Storch stated the problem his paper explores in a recent (June 20, 2013) interview with Der Spiegel:

SPIEGEL: Just since the turn of the millennium, humanity has emitted another 400 billion metric tons of CO2 into the atmosphere, yet temperatures haven’t risen in nearly 15 years. What can explain this?

STORCH: So far, no one has been able to provide a compelling answer to why climate change seems to be taking a break. We’re facing a puzzle. Recent CO2 emissions have actually risen even more steeply than we feared. As a result, according to most climate models, we should have seen temperatures rise by around 0.25 degrees Celsius (0.45 degrees Fahrenheit) over the past 10 years. That hasn’t happened. In fact, the increase over the last 15 years was just 0.06 degrees Celsius (0.11 degrees Fahrenheit) — a value very close to zero. This is a serious scientific problem that the Intergovernmental Panel on Climate Change (IPCC) will have to confront when it presents its next Assessment Report late next year.

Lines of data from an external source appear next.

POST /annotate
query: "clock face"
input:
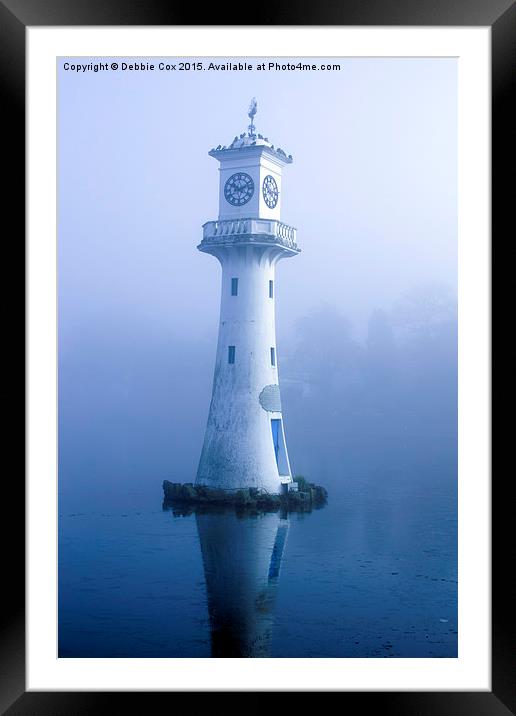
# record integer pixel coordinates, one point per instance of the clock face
(238, 189)
(270, 191)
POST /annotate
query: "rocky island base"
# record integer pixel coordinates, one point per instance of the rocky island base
(305, 498)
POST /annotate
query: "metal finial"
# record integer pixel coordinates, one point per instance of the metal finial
(253, 109)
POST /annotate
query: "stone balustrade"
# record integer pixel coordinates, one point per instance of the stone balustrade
(230, 231)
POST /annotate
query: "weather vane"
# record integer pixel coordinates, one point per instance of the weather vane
(253, 108)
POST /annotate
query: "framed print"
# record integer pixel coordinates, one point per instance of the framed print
(251, 474)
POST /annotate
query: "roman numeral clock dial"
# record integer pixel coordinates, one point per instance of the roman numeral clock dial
(239, 189)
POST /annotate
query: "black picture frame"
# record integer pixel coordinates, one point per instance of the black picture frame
(15, 17)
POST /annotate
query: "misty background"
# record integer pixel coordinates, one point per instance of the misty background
(366, 314)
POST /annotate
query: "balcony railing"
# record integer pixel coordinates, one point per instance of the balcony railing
(232, 231)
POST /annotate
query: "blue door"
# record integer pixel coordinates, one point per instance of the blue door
(275, 436)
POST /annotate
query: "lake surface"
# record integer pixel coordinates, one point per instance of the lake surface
(372, 574)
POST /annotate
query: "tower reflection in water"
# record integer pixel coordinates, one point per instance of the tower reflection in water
(242, 555)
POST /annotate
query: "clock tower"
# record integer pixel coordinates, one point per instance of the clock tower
(244, 443)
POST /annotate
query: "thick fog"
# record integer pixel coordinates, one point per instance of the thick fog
(366, 313)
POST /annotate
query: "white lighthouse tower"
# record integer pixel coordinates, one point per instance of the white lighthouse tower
(244, 444)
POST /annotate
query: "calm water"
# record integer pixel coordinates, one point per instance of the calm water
(372, 574)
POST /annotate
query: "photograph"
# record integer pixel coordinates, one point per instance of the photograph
(257, 457)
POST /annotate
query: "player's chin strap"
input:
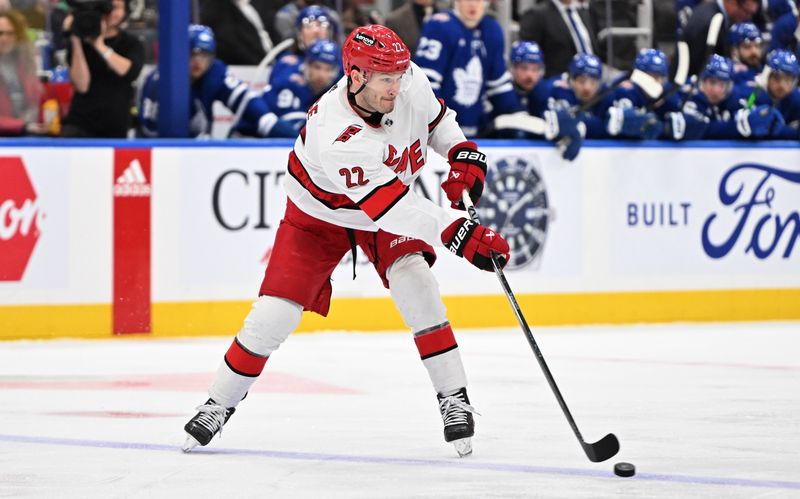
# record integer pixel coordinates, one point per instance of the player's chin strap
(351, 96)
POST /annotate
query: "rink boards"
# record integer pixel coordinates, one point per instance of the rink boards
(171, 237)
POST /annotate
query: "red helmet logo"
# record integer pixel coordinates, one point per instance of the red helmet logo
(20, 218)
(375, 48)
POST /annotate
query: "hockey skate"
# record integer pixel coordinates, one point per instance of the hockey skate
(459, 426)
(205, 424)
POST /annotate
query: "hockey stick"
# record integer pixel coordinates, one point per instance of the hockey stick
(681, 74)
(712, 36)
(605, 448)
(761, 83)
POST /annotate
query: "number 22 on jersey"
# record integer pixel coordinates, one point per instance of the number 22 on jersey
(349, 175)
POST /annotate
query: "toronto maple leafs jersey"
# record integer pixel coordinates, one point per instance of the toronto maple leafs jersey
(286, 65)
(465, 66)
(287, 99)
(217, 84)
(562, 97)
(535, 101)
(721, 117)
(348, 172)
(789, 107)
(743, 73)
(628, 95)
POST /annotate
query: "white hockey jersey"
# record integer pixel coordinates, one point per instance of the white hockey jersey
(348, 172)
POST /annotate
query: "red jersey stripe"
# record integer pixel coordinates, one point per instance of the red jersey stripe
(436, 342)
(380, 200)
(244, 362)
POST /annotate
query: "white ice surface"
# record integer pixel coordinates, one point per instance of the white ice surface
(703, 411)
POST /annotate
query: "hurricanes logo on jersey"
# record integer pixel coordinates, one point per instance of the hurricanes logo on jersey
(347, 133)
(412, 154)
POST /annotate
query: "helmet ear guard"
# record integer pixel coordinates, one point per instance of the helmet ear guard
(373, 49)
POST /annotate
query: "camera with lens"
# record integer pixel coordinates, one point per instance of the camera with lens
(87, 16)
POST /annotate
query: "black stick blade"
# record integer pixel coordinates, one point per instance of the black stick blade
(605, 448)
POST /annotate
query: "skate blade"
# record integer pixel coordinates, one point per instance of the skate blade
(190, 443)
(463, 446)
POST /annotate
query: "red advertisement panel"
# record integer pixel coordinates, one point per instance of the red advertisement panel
(132, 187)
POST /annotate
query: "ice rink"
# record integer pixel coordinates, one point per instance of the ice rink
(702, 410)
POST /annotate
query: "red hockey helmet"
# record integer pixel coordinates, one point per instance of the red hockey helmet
(375, 48)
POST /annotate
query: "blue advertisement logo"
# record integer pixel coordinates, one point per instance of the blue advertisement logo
(742, 199)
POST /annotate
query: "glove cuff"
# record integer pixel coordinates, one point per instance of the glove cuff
(467, 144)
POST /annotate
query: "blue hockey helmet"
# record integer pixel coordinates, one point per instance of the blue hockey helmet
(585, 64)
(651, 61)
(201, 39)
(525, 51)
(719, 68)
(783, 61)
(744, 32)
(324, 51)
(316, 13)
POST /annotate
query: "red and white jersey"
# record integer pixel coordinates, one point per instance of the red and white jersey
(348, 172)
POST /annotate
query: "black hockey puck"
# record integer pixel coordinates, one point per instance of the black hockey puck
(624, 469)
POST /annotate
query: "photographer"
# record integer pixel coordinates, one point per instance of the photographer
(104, 62)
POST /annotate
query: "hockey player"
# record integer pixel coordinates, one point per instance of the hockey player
(527, 72)
(348, 184)
(210, 81)
(313, 23)
(461, 51)
(717, 108)
(746, 43)
(633, 113)
(289, 99)
(782, 94)
(582, 86)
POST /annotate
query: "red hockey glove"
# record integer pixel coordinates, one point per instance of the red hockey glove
(467, 172)
(475, 242)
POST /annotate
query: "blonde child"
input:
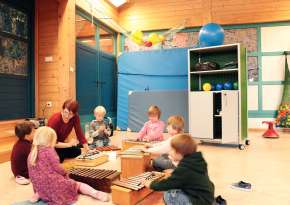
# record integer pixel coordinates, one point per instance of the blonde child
(189, 183)
(175, 125)
(20, 152)
(100, 129)
(50, 181)
(152, 129)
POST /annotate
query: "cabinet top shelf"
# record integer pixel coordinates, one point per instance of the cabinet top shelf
(215, 71)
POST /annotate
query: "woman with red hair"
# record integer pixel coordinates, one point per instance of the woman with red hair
(63, 122)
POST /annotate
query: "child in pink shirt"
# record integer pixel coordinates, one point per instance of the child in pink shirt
(152, 129)
(50, 181)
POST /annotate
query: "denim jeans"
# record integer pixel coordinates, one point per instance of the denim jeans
(163, 162)
(176, 197)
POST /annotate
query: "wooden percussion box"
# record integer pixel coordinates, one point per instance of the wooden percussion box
(134, 162)
(130, 191)
(91, 159)
(126, 144)
(99, 179)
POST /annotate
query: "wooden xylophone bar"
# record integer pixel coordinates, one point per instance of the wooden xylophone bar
(108, 148)
(135, 183)
(100, 179)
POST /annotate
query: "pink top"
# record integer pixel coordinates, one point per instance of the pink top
(152, 131)
(50, 180)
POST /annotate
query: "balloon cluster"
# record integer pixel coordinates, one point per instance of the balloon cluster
(138, 37)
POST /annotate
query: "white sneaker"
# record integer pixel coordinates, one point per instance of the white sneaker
(21, 180)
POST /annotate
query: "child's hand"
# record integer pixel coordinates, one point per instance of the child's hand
(73, 142)
(102, 128)
(144, 149)
(147, 183)
(168, 172)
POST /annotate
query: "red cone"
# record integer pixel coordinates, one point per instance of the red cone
(270, 132)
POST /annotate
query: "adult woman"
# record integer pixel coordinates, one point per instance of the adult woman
(63, 122)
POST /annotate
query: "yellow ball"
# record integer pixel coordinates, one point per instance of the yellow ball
(137, 37)
(154, 38)
(206, 86)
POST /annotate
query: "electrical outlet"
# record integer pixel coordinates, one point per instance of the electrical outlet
(48, 104)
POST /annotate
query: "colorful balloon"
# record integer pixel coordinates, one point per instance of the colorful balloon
(154, 38)
(206, 86)
(137, 37)
(148, 43)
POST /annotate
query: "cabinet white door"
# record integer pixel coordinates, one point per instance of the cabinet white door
(230, 116)
(201, 114)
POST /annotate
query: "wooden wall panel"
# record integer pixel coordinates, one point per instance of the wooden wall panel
(101, 9)
(55, 27)
(164, 14)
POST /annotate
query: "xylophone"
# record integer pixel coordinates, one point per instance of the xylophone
(107, 148)
(89, 156)
(134, 162)
(130, 191)
(100, 179)
(91, 159)
(135, 183)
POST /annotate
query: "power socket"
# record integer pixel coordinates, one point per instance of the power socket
(48, 104)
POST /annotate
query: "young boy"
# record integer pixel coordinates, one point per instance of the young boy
(175, 125)
(20, 152)
(100, 130)
(189, 183)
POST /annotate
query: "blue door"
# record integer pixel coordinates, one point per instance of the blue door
(96, 81)
(87, 78)
(108, 82)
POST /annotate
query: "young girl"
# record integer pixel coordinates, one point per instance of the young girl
(50, 181)
(100, 130)
(175, 125)
(189, 183)
(152, 129)
(20, 152)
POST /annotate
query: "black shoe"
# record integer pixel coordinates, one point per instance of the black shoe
(242, 186)
(220, 201)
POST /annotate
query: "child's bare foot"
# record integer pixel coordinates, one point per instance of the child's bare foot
(22, 180)
(34, 198)
(102, 196)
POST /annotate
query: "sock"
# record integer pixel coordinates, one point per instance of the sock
(34, 198)
(90, 191)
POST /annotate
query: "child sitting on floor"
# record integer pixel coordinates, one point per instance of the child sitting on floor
(152, 129)
(50, 181)
(175, 125)
(189, 183)
(100, 128)
(20, 152)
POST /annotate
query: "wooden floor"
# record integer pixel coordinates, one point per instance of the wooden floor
(265, 164)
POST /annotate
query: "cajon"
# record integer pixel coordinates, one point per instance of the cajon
(131, 191)
(91, 160)
(134, 164)
(126, 144)
(100, 179)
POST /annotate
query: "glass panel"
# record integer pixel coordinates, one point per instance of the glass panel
(246, 36)
(253, 69)
(106, 41)
(85, 31)
(13, 21)
(13, 56)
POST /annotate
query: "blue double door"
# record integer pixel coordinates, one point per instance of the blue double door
(96, 81)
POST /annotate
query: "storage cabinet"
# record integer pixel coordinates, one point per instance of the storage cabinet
(219, 115)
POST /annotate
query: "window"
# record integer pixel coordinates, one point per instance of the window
(94, 34)
(13, 41)
(106, 41)
(85, 31)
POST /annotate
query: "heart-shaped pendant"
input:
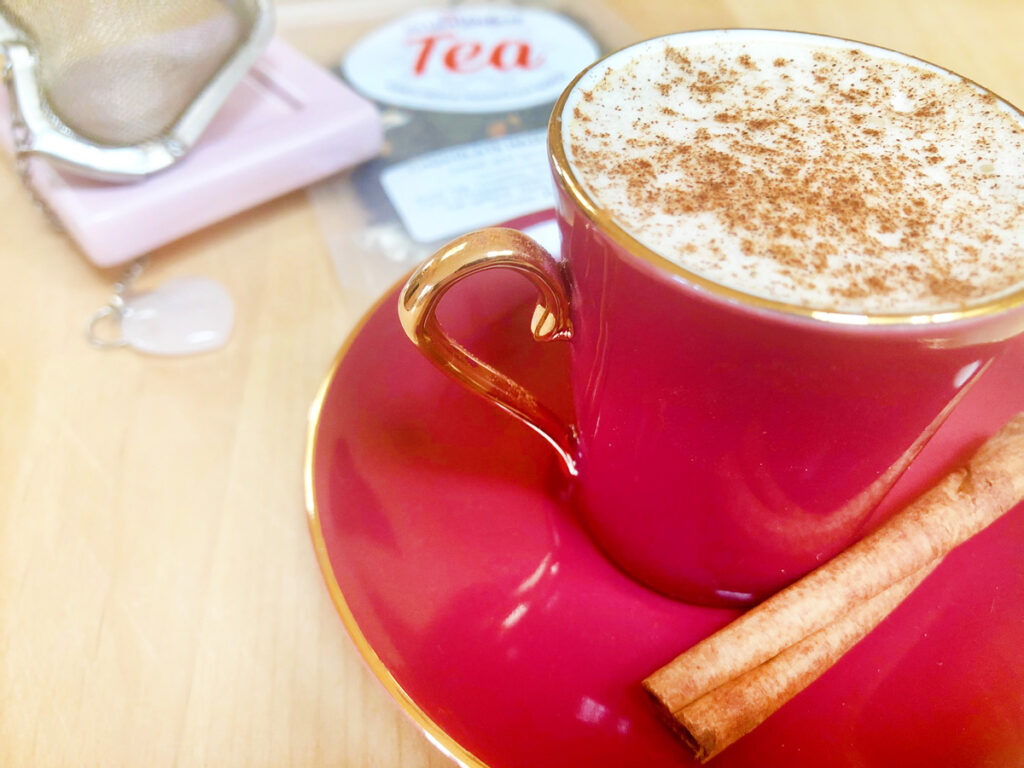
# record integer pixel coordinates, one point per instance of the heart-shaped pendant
(184, 315)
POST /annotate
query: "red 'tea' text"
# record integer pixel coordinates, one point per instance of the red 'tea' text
(465, 56)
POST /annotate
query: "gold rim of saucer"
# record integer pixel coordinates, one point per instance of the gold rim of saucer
(437, 735)
(601, 218)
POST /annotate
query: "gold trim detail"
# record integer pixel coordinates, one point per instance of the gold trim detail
(434, 733)
(604, 221)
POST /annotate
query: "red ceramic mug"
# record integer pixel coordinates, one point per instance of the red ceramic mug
(724, 443)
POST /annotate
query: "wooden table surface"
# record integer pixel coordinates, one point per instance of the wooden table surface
(160, 602)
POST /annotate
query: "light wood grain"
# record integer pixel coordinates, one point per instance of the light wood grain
(160, 603)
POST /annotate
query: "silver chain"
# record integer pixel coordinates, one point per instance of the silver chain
(115, 308)
(22, 141)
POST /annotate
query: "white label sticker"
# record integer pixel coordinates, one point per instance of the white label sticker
(454, 190)
(470, 59)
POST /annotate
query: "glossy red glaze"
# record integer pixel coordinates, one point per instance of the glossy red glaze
(726, 450)
(468, 582)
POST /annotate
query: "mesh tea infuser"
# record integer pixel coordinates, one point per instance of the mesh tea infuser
(120, 89)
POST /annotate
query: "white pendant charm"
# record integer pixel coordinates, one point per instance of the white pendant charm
(185, 315)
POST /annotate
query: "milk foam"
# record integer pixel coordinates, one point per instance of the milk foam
(806, 170)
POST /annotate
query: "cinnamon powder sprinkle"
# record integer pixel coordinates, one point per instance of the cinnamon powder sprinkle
(852, 183)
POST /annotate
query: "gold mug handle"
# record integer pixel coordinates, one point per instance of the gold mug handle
(486, 249)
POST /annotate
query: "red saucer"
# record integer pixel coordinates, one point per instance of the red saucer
(483, 608)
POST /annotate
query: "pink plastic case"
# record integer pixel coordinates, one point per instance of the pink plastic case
(287, 124)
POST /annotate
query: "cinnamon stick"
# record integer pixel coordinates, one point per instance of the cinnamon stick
(727, 684)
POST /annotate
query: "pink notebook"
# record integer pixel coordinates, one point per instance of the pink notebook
(287, 124)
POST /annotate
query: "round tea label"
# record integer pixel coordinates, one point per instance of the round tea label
(470, 59)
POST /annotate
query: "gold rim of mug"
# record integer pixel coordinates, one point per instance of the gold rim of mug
(602, 219)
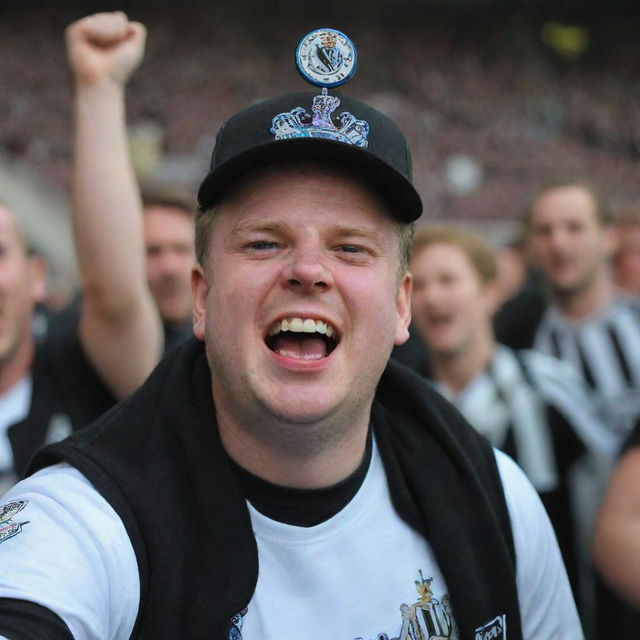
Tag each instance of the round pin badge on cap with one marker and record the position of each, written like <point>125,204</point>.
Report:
<point>326,58</point>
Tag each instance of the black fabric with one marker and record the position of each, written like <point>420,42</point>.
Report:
<point>634,437</point>
<point>517,321</point>
<point>158,459</point>
<point>22,620</point>
<point>567,448</point>
<point>66,387</point>
<point>302,507</point>
<point>245,142</point>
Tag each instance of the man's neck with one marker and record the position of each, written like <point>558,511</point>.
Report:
<point>298,456</point>
<point>16,365</point>
<point>580,304</point>
<point>455,370</point>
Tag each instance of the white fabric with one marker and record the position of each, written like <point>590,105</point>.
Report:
<point>14,407</point>
<point>617,399</point>
<point>74,557</point>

The abstract of Storch’s new paper outlines three possible causes of the divergence between observations and model projections of near-surface global annual mean temperatures:

Of the possible causes of the inconsistency, the underestimation of internal natural climate variability on decadal time scales is a plausible candidate, but the influence of unaccounted external forcing factors or an overestimation of the model sensitivity to elevated greenhouse gas concentrations cannot be ruled out. The first cause would have little impact of the expectations of longer term anthropogenic climate change, but the second and particularly the third would.

Whatever the explanation, the divergence has gone on too long for climate scientists to deny, dismiss, or discount. Referring to the large ensemble model projections used to inform the 2007 (AR4) and forthcoming (AR5) UN IPCC climate change assessment reports, Storch writes:

For 10-year trend segments, 6% (CMIP3) or 8% (CMIP5) of the simulated trends are smaller than or equal to the observed trend over the period 1998-2012 — in agreement with a previous positive consistency test for the period 1998-2009. However, for the 15-year trend interval corresponding to the latest observation period 1998-2012, only 2% of the 62 CMIP5 and less than 1% of the 189 CMIP3 trend computations are as low as or lower than the observed trend. Applying the standard 5% statistical critical value, we conclude that the model projections are inconsistent with the recent observed global warming over the period 1998-2012.

Storch puts this finding in layman terms in his Spiegel interview:

SPIEGEL: Do the computer models with which physicists simulate the future climate ever show the sort of long standstill in temperature change that we’re observing right now?

STORCH: Yes, but only extremely rarely. At my institute, we analyzed how often such a 15-year stagnation in global warming occurred in the simulations. The answer was: in under 2 percent of all the times we ran the simulation. In other words, over 98 percent of forecasts show CO2 emissions as high as we have had in recent years leading to more of a temperature increase.

Storch’s paper suggests (although does not explicitly state) that if the warming hiatus persists another five years, the models should be considered invalid:

The inconsistency increases rapidly with increasing trend length. A continuation of the current observed global warming rate for a period of twenty years or longer would lie outside the ensemble of all model-simulated trends.